Patch 10.05 First Impressions: The Duelist Meta Just Cracked Open

A round of targeted nerfs finally pulls the duelist tax back down to earth. Here's what's actually changed in how I'm playing the map.

Josh

Every few patches Riot ships a set of numbers that look small on the changelog and then completely reshape how a round feels. This is one of those patches. On paper it's a handful of tweaks. In practice, the opening duel doesn't carry the entire round anymore.

What I actually feel in-game

The headline for me isn't any single nerf — it's the pacing. Entry fragging used to be a coin flip that decided everything. Now a lost opening duel is recoverable, because the supporting kit around it got a little stronger relative to raw aggression.

A few things stood out after a night of comp:

  • Trades matter more than entries. Punishing an over-extension is suddenly worth as much as winning the first contact.
  • Utility timing got stricter. The margin for throwing a lineup late shrank, so pre-round setups are back in fashion.
  • Defaults feel safer. Slow, map-control-first rounds stopped feeling like you were griefing your duelist.

The change that matters most

The smartest balance changes don't delete a playstyle — they just make the alternatives competitive again.

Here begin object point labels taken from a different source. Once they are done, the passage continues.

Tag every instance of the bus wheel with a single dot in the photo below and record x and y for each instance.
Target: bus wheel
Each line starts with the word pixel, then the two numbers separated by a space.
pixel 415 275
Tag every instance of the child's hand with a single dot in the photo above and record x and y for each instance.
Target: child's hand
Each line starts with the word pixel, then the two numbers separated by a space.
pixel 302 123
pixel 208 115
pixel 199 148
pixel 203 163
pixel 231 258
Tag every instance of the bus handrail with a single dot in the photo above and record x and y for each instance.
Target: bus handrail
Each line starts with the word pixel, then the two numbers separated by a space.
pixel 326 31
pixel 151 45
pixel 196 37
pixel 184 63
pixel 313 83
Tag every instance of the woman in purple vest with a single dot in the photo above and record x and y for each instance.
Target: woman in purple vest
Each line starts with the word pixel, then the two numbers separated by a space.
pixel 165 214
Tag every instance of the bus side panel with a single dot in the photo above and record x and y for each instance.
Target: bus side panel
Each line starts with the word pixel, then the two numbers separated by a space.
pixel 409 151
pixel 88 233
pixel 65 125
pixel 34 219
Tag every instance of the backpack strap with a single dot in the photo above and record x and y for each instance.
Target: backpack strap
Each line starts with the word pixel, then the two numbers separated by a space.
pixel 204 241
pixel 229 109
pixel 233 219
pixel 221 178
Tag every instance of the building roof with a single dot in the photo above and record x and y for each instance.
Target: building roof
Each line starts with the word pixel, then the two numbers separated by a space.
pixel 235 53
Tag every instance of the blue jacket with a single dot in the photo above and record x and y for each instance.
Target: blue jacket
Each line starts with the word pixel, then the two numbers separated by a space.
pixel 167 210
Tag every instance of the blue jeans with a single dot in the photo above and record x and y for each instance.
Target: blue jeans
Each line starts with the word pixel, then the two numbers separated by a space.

That's exactly what happened here. Aggressive duelist play is still strong; it's just no longer the only answer. When the whole roster has a viable plan, matches get more interesting to both play and watch.

Should you change your habits?

If you main an entry agent, nothing dramatic — keep taking space, just expect your team to actually trade you instead of running it down behind you. If you play controllers or sentinels, this is your patch. Reclaim the tempo.

I'll do a deeper numbers breakdown once the pro matches give us a real sample. For now: good patch, healthier game.